Soon though, I finally made it to lair of the ominous Queen Ant I had been warned of. I have a clear picture of my head of seeing her for the first time: a large hallway dividing us, deceptively large. She did not seem so big at first, looking about the same size as the rest of the ants from my distance across the room, but as I stepped closer, she only grew in size. The first time I fought her, I rushed in, I sliced at her, and she fell over, no longer moving. Nothing happened. No cutscene, no exit revealed, nothing. I was left with nothing to do, nowhere to go, with a carcass of a very large ant, contemplating the consequences of my actions. What I didn’t know was that this was a glitch, and that an exit was supposed to appear when she died, and for whatever reason, it didn’t trigger. I turned off the game and put it aside. It took me a while to go back and face the ant queen one more time, but when I did, I didn’t rush in like last time. Instead I sat back at the beginning of that long hallway and just watched her. I did this a couple times, as I was too scared to move forward and face the sight of her body again. I eventually finished the level though. I summoned up the bravery I needed and pushed back the dread I faced when I entered the chamber of Queen Ant.

John:

When I was a youngin’, my father bought me a Playstation. He bought a few platformers and some weirder games he thought I’d like, mostly based on my interest in Pokemon at the time. I ended up with a lot of Digimon games, Mega Man Legends, and one game I could never explain his reasoning for: Oddworld: Abe’s Odyssey. These days, Oddworld is remembered for its clever puzzles, unique art style, and cheeky main character, Abe. The thing I remember most was how absolutely HORRIFIED I was of that game. The grimy industrial landscape and mechanical monster designs creeped me out, and I remember having plenty of nightmares about the Slig security guards shooting me or biting me with those tentacled mouths of theirs. Now that I’m older, I’ve tried Oddworld: New ‘n’ Tasty, and can confirm that I’m no longer petrified by the environments and enemy designs. I can confirm, however, that I’m still scared of playing, but just because I hate seeing my fellow Mudokons die due to my incompetence.

Ryan:

I hear a lot of folks discuss games which frightened them as children when it comes to fearful non-horror games. As my early gaming intake was usually limited to Pokémon, edutainment computer titles, and whatever was on my mom’s Atari 2600, exposure to “formatively terrifying” titles wasn’t easy until I was a little older and more well-equipped to deal with unintentional scares. That being said, my first experience with the existential horror of gaming came at age six or seven, and arrived through an unexpected, now-forgotten title: 3DO’s Army Men: Sarge’s Heroes 2 for Nintendo 64.

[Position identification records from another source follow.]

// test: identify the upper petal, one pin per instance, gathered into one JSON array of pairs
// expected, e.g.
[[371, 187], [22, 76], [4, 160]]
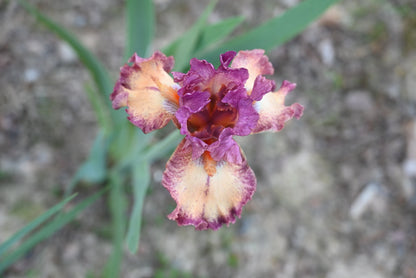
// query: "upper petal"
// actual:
[[208, 193], [255, 62], [272, 111], [148, 91]]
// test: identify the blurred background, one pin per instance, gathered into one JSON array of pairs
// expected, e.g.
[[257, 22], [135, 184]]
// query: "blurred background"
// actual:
[[336, 193]]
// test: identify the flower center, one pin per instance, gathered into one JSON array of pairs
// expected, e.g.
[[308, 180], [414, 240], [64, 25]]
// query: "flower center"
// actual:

Gifted to me probably thanks to what seemed like a Toy Story-esque concept (I was obsessed with both the movie and its green army men), Army Men: Sarge’s Heroes 2’s “T for Teen” rating unintentionally broached a wealth of concepts that haunt me even now. Are these clumsy, vacuous hellscapes what the charming verdant fellows of the Pixar production experience every day? Is violence for violence the way of the toy world? Are all cherished playthings ultimately destined to be melted down and forgotten? Finally, why are the girl army men composed of real-ass human flesh with giant Lara Croft honkers? Rancid sexual dimorphism aside, Army Men: Sarge’s Heroes 2 left me scared for the lives of my toys unlike anything else. Actually, don’t put the gender divide aside. I think I still have nightmares about the green army chick strangling me as I sleep.